Lucas a vu un objet bizarre sur le muret de la fontaine.


Un objet extraordinaire


« Elle est là papa… »


Maurice aperçut la chose que son fils Lucas, à la fois excité et craintif, n’avait pu lui décrire en rentrant de l’école par un après-midi de juin. Tous deux avancèrent prudemment, ne sachant pas à quoi ils avaient affaire ils restèrent à bonne distance.


– Tu vois comme elle est transparente, dit Lucas.

– Transparente ! Elle me semble plutôt très noire. Elle scintille par moments, je me demande si ce n’est pas radioactif.

– Vous regardez quoi ? s’enquit le voisin, un octogénaire sorti sur le seuil de sa maison.

– Là juste devant chez vous Mathias, sur le muret de la fontaine, répondit le père. Un truc pas très catholique.

– Je ne vois rien !


Puis après un moment d’observation.


– Ah ! cette pierre brune.

– Elle n’est pas brune et ce n’est pas une pierre, rétorqua l’enfant, elle est lumineuse. Papa pense que c’est du radia… radia… tif.

– En tout cas, il vaut mieux se méfier. Restez ici tous les deux, je cours prévenir le maire.


Le maire n’était pas chez lui et le temps d’aller le trouver à sa ferme où la traite avait commencé il se passa une bonne demi-heure. À son retour avec le magistrat Maurice s’aperçut qu’un attroupement s’était déjà formé d’où émanait la rumeur de conversations animées.


– Elle brille comme un diamant !

– Pas du tout ! Elle est si sombre qu’on ne la verrait pas dans le noir. À coup sûr que c’est une météorite.

– Elle produit tout de même des étincelles, faut être aveugle pour ne pas s’en apercevoir.

– En tout cas ce n’est pas une pierre.

– On dirait du plastique !

– Plutôt du verre.

– N’importe quoi, c’est de la brique rouge !

– Va voir l’oculiste, t’es daltonien mon gars. Ce machin est bleu comme le ciel.

– C’est aussi qu’il a une drôle de forme cet engin. Pointu d’un bout et rond de l’autre.

– Franchement, on dirait qu’on ne regarde pas la même chose, je dirais moi que c’est tout plat.


Il semblait que personne ne pouvait s’accorder, comme si chacun voyait un objet différent. À ce moment, le curé averti par une paroissienne se mêla au groupe des curieux. Le maire et lui s’approchèrent en demeurant toutefois à un mètre environ de cette étrangeté. Ils furent rejoints par Julien le mécréant du village qui venait dire son mot.

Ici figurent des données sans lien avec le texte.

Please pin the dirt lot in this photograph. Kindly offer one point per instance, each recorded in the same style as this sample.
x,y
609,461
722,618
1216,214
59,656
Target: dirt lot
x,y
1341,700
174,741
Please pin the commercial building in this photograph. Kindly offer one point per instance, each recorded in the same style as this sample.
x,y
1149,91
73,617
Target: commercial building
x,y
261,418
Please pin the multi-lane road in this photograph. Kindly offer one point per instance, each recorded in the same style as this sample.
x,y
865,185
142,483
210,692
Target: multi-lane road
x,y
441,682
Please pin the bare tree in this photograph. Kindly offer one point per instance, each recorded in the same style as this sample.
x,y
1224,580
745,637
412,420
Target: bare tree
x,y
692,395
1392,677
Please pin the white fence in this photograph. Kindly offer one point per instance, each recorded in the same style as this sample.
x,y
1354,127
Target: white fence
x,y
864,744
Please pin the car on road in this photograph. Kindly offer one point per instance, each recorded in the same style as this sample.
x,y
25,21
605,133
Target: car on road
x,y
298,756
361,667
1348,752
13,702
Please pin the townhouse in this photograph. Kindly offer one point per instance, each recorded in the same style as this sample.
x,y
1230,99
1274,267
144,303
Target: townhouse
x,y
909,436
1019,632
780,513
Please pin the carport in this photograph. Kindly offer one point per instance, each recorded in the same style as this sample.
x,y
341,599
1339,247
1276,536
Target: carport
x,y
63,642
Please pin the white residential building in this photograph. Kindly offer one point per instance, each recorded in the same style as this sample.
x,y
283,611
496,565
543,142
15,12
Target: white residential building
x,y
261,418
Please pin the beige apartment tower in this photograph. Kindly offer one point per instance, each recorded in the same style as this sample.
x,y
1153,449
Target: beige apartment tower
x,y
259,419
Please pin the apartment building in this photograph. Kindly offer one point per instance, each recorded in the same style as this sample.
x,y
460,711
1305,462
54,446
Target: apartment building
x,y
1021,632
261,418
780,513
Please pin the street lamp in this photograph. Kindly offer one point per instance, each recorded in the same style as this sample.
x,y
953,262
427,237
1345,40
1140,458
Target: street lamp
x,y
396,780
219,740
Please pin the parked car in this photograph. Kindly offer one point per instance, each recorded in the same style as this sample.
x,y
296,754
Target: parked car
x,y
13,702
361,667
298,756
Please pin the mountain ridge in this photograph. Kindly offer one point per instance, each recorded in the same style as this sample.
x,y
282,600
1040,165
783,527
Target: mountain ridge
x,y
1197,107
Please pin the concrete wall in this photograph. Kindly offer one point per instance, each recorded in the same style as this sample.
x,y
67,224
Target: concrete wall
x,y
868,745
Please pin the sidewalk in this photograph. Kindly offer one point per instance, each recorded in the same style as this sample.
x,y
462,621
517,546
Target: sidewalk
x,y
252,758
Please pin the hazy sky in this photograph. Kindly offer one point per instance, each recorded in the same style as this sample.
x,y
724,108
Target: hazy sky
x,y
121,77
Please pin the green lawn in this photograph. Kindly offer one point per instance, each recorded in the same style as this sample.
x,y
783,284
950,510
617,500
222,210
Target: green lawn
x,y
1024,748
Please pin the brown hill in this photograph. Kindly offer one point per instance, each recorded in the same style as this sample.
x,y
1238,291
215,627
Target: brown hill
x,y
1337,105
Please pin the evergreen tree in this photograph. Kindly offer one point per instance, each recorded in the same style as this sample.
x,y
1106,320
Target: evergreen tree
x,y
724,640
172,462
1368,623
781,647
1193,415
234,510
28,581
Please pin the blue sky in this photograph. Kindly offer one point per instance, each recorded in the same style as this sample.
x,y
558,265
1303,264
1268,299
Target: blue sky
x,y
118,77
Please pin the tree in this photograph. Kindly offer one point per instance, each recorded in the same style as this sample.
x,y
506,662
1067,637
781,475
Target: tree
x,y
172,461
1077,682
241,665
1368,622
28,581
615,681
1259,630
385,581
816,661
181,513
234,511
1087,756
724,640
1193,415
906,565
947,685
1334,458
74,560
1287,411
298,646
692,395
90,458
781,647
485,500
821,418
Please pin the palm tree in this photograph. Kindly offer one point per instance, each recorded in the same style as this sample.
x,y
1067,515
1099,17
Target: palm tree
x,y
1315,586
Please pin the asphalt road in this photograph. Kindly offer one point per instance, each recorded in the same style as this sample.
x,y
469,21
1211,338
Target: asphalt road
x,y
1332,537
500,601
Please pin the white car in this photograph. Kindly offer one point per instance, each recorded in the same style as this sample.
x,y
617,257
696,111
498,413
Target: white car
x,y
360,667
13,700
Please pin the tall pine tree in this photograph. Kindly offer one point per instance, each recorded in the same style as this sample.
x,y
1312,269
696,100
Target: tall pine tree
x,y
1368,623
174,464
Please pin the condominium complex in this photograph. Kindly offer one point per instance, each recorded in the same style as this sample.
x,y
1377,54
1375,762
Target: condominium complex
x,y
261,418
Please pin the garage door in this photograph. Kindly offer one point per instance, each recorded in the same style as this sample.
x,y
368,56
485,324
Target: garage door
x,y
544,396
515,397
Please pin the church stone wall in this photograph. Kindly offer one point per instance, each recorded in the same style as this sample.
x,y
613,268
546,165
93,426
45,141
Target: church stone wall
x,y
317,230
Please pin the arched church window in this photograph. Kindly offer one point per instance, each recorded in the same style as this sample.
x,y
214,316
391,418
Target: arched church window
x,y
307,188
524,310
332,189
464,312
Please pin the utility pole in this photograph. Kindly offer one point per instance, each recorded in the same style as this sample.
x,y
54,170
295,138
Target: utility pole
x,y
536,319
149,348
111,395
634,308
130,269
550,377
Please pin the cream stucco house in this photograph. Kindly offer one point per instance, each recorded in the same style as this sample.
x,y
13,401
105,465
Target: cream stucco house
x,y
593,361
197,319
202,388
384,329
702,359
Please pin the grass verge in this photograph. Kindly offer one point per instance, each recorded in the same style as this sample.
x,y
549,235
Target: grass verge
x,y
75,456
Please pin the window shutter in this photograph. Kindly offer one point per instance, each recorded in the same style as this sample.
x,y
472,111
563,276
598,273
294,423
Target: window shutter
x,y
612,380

– Quelle beauté, aussi pure que l’Immaculée Conception. C’est un message du bon Dieu, proclama l’ecclésiastique.

– Pourquoi pas la Sainte Vierge, ricana Julien.


Le curé s’avança de deux pas et avant que le maire ait pu le retenir, il saisit l’objet. Mais sur ordre du maire il le reposa aussitôt et c’est alors que le mécréant s’en empara, déclenchant une bagarre générale où s’échangèrent entre croyants, incroyants et neutres des coups qui laissèrent des traces sur les visages et les membres de nombreux villageois.

La Lucette, épouse de Julien, vindicative et toujours envieuse, estimant qu’elle avait tout autant que d’autres un droit sur le trésor entraîna aussi quelques femmes dans l’échauffourée. Elles ne mirent pas moins d’ardeur dans la distribution de gifles, morsures et tirages de cheveux au cours de la rixe.

Maurice, furibond, alors qu’il ne s’était pas engagé dans la bataille proclama que son fils ayant découvert le premier la chose, le trésor lui revenait. Cette affirmation eut pour effet de relancer les pugilats, au grand dam du maire qui réussit finalement à rétablir son autorité et obtint le retour à l’apaisement.


– Personne n’y touchera jusqu’à ce que je prévienne les autorités. Je charge le garde champêtre et les conseillers municipaux de veiller à ce que personne ne l’approche jusqu’à l’arrivée des gendarmes.


Les attroupés rendus à ces sages paroles se rendirent compte alors que l’objet avait disparu. Le maire, furieux, estimant que dans la mêlée un habitant s’était probablement attribué la chose promit qu’une plainte serait déposée pour découvrir l’auteur du forfait. Puis il incita chacun à retrouver ses esprits et à rentrer dans son foyer.


************


– M’sieur l’maire, m’sieur l’maire, accompagnez-moi vite, on les a trouvés !

– Trouvés quoi, trouvés qui Marius ?

– Le curé et Julien, haleta le garde champêtre, tous les deux assis sur le banc de la fontaine, comme figés.

– Manquait plus que ça, grommela l’édile.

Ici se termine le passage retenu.